The event focused largely on stream connectivity and three specific areas.
- How can I identify fish passage issues on my land base?
- Where are the fish and where should I begin improving passage?
- How can I begin fixing barriers?
“I think the last FIN meeting was quite successful. It seemed obvious to me that there has been a considerable amount of trust built over the last couple of years between the fisheries agencies and the landowners,” said Keith Kanoti, water resource forester for the Maine Forest Service. “The regular forum for sharing of information that FIN provides is critical to maintaining this trust and networking to improve the fisheries resource in a way that makes sense.”
Presenters from the agencies offered ideas ranging from training programs for identifying fish passage barriers, to online tools identifying priority habitat areas where upgrading crossing efforts could be focused.

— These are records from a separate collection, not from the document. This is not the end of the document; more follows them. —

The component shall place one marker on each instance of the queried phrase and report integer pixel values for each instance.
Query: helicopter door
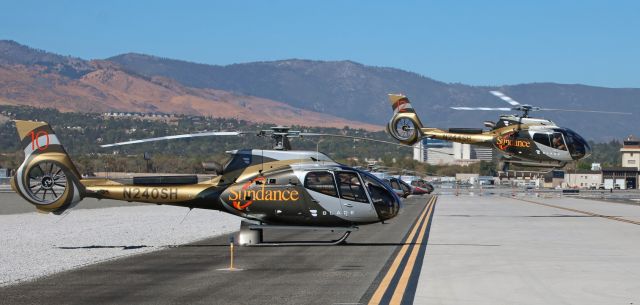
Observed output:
(552, 144)
(322, 188)
(354, 200)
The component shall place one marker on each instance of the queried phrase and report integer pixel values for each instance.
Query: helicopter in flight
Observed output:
(518, 138)
(277, 188)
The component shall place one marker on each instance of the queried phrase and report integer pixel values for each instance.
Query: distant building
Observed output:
(438, 152)
(420, 151)
(583, 179)
(631, 152)
(623, 177)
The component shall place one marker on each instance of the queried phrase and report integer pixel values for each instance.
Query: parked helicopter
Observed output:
(519, 139)
(268, 188)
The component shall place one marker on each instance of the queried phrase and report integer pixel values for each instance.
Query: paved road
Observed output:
(531, 250)
(272, 275)
(461, 250)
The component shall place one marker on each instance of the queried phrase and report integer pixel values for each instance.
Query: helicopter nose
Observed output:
(582, 149)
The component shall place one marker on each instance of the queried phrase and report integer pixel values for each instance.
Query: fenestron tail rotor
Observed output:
(525, 108)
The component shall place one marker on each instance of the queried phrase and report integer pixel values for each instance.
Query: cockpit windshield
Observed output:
(384, 199)
(554, 140)
(578, 146)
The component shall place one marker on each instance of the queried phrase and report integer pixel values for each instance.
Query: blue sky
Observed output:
(472, 42)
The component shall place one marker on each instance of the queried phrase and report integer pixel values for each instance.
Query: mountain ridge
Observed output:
(355, 92)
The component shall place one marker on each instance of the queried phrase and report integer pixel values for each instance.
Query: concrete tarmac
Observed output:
(190, 274)
(529, 250)
(465, 249)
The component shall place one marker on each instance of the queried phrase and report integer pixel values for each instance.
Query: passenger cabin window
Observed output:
(350, 187)
(377, 191)
(557, 141)
(395, 185)
(542, 138)
(321, 182)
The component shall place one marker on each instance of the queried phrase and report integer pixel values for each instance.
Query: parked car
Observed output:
(422, 186)
(401, 188)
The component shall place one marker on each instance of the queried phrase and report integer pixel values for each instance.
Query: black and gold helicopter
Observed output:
(268, 188)
(519, 139)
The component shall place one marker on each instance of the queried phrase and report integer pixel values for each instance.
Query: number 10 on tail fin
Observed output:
(46, 178)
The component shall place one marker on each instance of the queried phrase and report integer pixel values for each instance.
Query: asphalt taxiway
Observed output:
(190, 274)
(467, 249)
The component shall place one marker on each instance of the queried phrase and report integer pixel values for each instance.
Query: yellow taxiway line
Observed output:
(406, 272)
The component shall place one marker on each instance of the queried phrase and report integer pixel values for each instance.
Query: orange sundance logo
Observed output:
(245, 197)
(507, 141)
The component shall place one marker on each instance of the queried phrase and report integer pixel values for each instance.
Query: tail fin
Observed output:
(46, 178)
(404, 126)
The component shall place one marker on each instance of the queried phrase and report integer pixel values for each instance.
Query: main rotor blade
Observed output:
(362, 138)
(505, 98)
(589, 111)
(482, 108)
(181, 136)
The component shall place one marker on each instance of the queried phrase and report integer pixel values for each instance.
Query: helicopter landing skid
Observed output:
(252, 235)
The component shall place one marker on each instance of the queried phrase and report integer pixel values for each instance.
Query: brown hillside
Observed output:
(107, 88)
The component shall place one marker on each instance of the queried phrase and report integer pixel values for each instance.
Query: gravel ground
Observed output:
(33, 245)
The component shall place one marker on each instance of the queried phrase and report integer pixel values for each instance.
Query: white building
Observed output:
(631, 152)
(583, 179)
(438, 152)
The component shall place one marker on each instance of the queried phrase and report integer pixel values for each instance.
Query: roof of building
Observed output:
(619, 169)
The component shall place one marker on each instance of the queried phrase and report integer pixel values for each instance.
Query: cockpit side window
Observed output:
(557, 141)
(542, 138)
(321, 182)
(350, 187)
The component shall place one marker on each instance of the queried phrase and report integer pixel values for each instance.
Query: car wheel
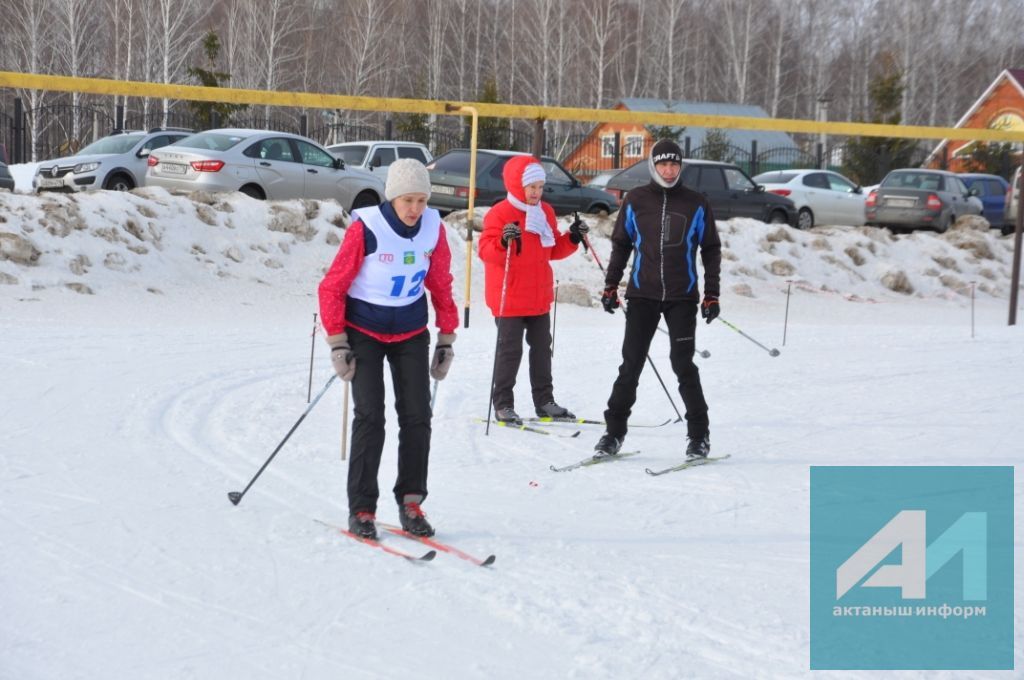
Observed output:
(366, 200)
(119, 182)
(253, 192)
(805, 219)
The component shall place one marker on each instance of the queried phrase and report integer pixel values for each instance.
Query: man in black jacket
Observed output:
(664, 224)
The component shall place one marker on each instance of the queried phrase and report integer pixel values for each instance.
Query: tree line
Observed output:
(784, 55)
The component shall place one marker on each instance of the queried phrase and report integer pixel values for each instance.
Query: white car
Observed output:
(821, 197)
(116, 162)
(262, 164)
(377, 156)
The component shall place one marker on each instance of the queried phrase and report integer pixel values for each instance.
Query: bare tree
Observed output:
(29, 28)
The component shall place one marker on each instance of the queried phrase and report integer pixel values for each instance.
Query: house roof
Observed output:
(1014, 76)
(741, 138)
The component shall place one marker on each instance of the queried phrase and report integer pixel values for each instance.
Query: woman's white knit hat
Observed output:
(407, 175)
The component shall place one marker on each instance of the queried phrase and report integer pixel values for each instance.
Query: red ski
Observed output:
(443, 547)
(426, 557)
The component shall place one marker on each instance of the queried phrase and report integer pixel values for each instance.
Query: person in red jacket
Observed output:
(374, 308)
(519, 240)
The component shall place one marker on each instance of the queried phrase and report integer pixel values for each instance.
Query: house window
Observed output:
(634, 145)
(607, 145)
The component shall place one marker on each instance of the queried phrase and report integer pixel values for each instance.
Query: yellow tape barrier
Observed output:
(314, 100)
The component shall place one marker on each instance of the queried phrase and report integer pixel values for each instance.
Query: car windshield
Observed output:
(454, 162)
(632, 176)
(216, 141)
(118, 143)
(774, 177)
(923, 180)
(350, 155)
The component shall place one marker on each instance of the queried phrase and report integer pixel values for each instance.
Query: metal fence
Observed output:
(61, 129)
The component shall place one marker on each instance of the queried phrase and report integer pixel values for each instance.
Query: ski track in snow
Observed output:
(127, 421)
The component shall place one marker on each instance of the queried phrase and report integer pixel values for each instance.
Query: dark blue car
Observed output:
(991, 190)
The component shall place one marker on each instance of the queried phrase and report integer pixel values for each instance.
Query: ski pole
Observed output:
(498, 340)
(649, 360)
(312, 347)
(771, 352)
(236, 497)
(344, 423)
(554, 323)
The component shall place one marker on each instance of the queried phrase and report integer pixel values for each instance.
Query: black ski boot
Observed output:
(698, 448)
(361, 523)
(507, 415)
(607, 445)
(413, 519)
(552, 410)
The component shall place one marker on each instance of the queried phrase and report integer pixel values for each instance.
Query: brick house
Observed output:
(1000, 107)
(596, 152)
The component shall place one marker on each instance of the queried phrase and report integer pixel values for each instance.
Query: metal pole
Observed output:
(472, 196)
(785, 323)
(344, 422)
(236, 497)
(312, 347)
(1015, 274)
(972, 308)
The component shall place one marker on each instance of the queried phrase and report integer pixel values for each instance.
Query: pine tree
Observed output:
(210, 77)
(870, 159)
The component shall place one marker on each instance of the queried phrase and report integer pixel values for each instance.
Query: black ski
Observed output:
(527, 428)
(547, 420)
(593, 460)
(693, 462)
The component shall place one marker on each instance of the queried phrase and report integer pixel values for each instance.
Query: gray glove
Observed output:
(443, 355)
(342, 357)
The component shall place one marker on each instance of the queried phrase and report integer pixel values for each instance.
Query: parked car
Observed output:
(601, 179)
(909, 199)
(730, 190)
(116, 162)
(821, 197)
(262, 164)
(991, 190)
(450, 183)
(1012, 203)
(6, 180)
(377, 156)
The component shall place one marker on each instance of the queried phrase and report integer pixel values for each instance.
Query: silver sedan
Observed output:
(261, 164)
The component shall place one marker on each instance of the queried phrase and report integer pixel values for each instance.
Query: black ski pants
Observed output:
(411, 381)
(642, 317)
(509, 347)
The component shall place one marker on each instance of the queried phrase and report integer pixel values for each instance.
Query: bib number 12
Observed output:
(415, 284)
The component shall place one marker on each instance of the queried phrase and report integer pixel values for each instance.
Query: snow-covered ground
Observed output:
(155, 349)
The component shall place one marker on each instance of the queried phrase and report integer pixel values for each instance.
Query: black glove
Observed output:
(710, 308)
(342, 357)
(609, 299)
(443, 355)
(512, 231)
(579, 231)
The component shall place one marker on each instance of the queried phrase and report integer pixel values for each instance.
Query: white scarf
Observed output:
(537, 220)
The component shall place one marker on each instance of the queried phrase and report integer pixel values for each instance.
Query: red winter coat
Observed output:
(529, 290)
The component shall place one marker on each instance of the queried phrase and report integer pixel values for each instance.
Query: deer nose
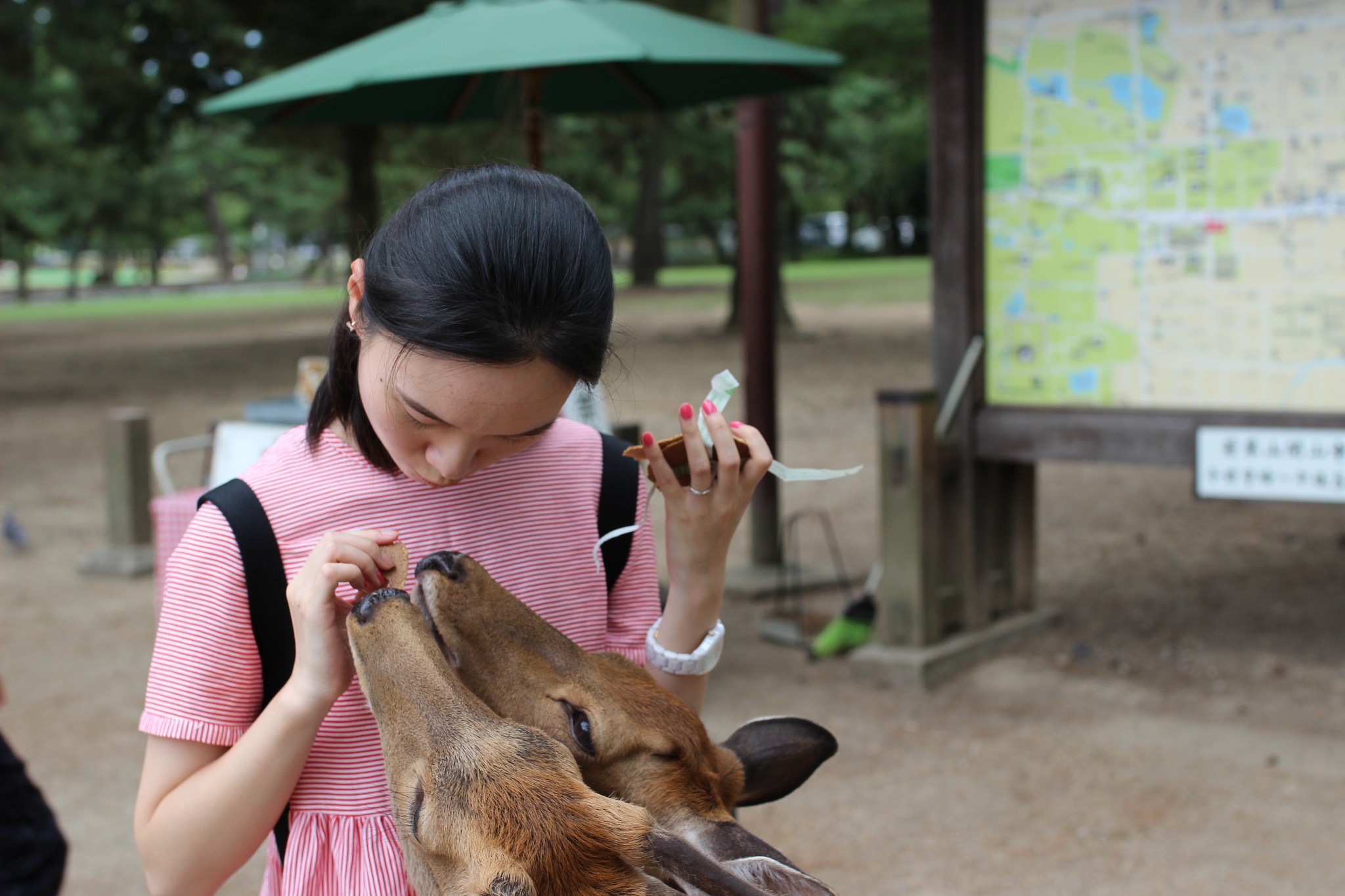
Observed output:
(445, 562)
(363, 609)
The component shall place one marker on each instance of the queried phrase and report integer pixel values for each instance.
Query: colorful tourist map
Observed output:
(1165, 205)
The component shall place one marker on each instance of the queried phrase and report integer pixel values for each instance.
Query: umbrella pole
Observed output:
(533, 116)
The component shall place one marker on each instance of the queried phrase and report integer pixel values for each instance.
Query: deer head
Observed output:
(630, 738)
(486, 806)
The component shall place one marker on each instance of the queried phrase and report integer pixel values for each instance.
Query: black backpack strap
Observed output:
(267, 602)
(618, 499)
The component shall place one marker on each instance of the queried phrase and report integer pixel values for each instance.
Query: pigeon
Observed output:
(14, 532)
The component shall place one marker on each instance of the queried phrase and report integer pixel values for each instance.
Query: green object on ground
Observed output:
(841, 636)
(451, 62)
(849, 630)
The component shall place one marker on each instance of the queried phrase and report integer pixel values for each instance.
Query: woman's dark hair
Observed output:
(496, 265)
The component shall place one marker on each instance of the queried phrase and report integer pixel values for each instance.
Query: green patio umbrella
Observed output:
(494, 58)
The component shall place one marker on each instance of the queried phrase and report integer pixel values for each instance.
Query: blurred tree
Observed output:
(862, 144)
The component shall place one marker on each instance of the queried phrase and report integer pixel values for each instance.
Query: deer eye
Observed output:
(580, 729)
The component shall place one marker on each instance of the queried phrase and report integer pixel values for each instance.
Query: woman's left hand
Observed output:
(701, 521)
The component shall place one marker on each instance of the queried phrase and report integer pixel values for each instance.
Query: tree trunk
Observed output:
(793, 218)
(106, 274)
(648, 257)
(217, 226)
(156, 255)
(23, 269)
(362, 186)
(73, 286)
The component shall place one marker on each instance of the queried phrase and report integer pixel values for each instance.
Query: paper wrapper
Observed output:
(721, 390)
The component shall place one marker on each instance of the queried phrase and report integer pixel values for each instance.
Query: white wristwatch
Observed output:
(697, 662)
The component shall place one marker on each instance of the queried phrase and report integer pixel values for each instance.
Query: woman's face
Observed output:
(443, 419)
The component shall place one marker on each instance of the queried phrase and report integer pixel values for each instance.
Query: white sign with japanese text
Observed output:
(1270, 464)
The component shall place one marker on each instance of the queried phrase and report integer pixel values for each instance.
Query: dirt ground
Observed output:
(1178, 733)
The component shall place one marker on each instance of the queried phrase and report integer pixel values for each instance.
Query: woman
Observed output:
(475, 310)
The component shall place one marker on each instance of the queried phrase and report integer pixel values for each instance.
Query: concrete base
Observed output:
(761, 581)
(923, 668)
(127, 562)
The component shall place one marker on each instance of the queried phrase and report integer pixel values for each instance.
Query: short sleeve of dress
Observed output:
(205, 677)
(634, 605)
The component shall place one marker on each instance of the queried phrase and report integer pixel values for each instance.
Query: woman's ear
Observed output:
(355, 286)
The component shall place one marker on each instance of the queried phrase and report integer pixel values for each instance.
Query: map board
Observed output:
(1165, 205)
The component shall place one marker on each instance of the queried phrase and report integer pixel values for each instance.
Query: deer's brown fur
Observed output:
(648, 747)
(485, 805)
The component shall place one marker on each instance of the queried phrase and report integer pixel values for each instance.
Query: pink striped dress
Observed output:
(531, 521)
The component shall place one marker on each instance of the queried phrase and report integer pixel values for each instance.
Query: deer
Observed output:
(630, 738)
(486, 806)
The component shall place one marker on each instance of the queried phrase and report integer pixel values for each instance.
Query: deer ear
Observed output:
(778, 754)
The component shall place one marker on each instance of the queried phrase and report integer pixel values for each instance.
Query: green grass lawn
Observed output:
(868, 281)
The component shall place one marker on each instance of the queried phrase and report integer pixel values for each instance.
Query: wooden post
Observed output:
(989, 505)
(531, 79)
(129, 550)
(759, 276)
(910, 612)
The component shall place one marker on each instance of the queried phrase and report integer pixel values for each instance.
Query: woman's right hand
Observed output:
(323, 664)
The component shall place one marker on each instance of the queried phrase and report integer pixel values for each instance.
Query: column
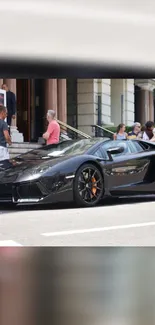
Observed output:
(51, 95)
(62, 100)
(11, 83)
(87, 104)
(122, 101)
(1, 82)
(151, 108)
(104, 89)
(146, 109)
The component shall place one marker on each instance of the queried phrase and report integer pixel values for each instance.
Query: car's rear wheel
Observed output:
(88, 186)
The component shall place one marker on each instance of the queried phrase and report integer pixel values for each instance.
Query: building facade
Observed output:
(76, 102)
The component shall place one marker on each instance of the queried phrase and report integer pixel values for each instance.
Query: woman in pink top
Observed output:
(52, 134)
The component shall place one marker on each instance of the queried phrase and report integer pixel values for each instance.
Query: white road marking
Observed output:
(9, 243)
(102, 229)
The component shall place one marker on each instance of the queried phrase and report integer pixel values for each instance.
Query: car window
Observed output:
(98, 153)
(135, 147)
(111, 144)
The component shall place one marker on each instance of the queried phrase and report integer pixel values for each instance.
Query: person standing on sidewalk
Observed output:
(120, 133)
(136, 130)
(52, 135)
(10, 104)
(4, 135)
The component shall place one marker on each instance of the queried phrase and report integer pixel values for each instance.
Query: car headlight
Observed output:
(40, 169)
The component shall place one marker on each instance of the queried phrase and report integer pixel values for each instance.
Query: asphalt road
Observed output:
(113, 223)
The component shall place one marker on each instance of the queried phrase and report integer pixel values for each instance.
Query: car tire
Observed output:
(98, 187)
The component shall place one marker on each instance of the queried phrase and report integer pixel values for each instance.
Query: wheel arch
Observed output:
(95, 164)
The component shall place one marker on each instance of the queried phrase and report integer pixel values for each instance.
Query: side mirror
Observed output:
(114, 151)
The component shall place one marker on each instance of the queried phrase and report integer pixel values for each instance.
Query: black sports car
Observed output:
(84, 171)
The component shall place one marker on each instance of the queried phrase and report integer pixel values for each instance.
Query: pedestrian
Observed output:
(136, 129)
(148, 131)
(4, 135)
(120, 133)
(52, 134)
(10, 104)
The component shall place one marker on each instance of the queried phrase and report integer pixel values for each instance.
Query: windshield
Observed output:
(63, 148)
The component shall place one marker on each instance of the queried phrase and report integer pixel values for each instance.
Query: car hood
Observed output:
(20, 168)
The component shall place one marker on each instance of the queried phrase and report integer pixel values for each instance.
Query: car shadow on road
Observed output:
(104, 203)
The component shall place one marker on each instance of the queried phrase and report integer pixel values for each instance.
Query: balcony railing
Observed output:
(70, 132)
(100, 131)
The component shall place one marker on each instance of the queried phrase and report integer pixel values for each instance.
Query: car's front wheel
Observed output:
(88, 186)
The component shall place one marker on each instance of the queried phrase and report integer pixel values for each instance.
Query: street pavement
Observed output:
(113, 223)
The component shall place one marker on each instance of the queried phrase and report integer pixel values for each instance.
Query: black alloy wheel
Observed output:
(88, 186)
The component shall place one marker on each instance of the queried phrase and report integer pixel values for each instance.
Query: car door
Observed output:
(126, 173)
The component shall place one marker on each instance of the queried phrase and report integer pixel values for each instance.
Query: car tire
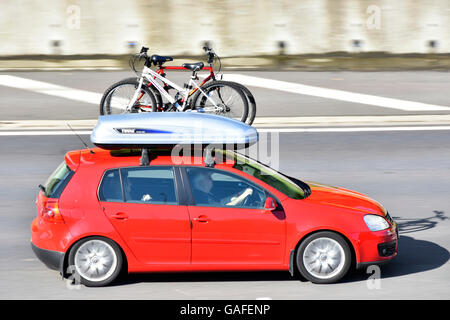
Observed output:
(95, 261)
(323, 257)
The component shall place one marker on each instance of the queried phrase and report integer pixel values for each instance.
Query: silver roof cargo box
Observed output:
(157, 129)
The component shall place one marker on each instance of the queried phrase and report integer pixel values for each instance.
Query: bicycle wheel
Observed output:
(229, 100)
(156, 94)
(116, 98)
(251, 102)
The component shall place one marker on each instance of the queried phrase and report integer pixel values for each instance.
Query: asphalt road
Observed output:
(408, 172)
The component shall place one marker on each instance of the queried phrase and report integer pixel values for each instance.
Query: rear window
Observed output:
(57, 181)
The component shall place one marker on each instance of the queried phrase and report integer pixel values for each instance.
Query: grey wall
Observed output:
(235, 27)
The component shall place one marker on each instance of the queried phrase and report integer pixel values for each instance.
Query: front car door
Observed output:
(142, 204)
(231, 229)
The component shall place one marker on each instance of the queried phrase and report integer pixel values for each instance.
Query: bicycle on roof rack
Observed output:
(146, 93)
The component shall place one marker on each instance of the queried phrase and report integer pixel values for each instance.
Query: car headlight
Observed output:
(375, 223)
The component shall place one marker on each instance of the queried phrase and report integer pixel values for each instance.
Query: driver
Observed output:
(202, 185)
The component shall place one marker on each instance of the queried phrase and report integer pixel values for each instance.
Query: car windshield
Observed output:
(266, 174)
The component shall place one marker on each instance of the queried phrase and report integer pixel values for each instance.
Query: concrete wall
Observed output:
(234, 27)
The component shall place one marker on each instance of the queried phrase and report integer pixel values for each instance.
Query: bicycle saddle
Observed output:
(160, 59)
(193, 66)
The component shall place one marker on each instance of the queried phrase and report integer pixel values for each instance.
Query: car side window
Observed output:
(217, 188)
(111, 189)
(153, 185)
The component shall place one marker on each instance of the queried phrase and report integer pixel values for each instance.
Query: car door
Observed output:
(142, 204)
(229, 231)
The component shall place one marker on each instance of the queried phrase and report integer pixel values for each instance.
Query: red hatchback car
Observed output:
(101, 211)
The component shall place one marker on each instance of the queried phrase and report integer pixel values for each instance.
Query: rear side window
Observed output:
(57, 181)
(111, 187)
(153, 185)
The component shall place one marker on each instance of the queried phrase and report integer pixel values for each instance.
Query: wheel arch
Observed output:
(65, 259)
(293, 252)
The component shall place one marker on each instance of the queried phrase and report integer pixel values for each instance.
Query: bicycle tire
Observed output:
(251, 101)
(208, 89)
(105, 107)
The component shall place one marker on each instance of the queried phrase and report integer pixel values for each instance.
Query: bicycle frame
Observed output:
(151, 77)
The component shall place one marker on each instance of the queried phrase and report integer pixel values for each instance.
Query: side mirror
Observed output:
(270, 204)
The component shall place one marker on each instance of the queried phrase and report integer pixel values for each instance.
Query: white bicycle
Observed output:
(138, 95)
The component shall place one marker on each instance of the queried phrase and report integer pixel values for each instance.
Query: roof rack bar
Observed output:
(209, 160)
(144, 159)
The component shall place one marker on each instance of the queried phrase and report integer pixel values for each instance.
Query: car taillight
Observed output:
(50, 211)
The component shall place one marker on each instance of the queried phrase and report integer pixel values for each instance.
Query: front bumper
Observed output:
(52, 259)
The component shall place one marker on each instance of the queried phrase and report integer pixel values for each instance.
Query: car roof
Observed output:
(131, 157)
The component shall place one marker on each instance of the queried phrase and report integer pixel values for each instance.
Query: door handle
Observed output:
(119, 216)
(201, 219)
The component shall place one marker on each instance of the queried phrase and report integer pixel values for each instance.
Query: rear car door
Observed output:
(231, 228)
(142, 204)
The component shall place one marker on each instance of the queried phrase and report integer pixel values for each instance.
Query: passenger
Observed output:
(202, 185)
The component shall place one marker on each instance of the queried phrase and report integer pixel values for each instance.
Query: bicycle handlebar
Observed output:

Landowners provided updates on progress made in upgrading crossings and shared several innovations developed and utilized in the last year for effective “Stream Smart” crossings that offered flexibility as well as lower unit costs. One such technique, piloted on Plum Creek land, using a concrete arch to cross a stream. The arch came from a form designed and produced by Dirigo Timberlands, a logging firm in North Anson. Dirigo Timberlands intends to produce these arches for distribution. For more information on the concrete arches call 207-807-6131.
The FIN forum is the latest development in a growing relationship between SFI Landowners, state and federal agencies and NGOs to improve Maine’s fisheries through stream crossing upgrades on forest management roads to Stream Smart standards.
Sarah Medina with Seven Islands characterized FIN as “highly relevant with a good transfer of technical information between landowners and fisheries agencies. It is a good environment.”
Another idea from the last weeks FIN meeting was to widely distribute new Stream Smart ideas, tools and practices to the broader forest community and even public road’s interest. Beginning later this spring, FIN will begin distributing this information through “FIN FACTS” a new periodic online publication.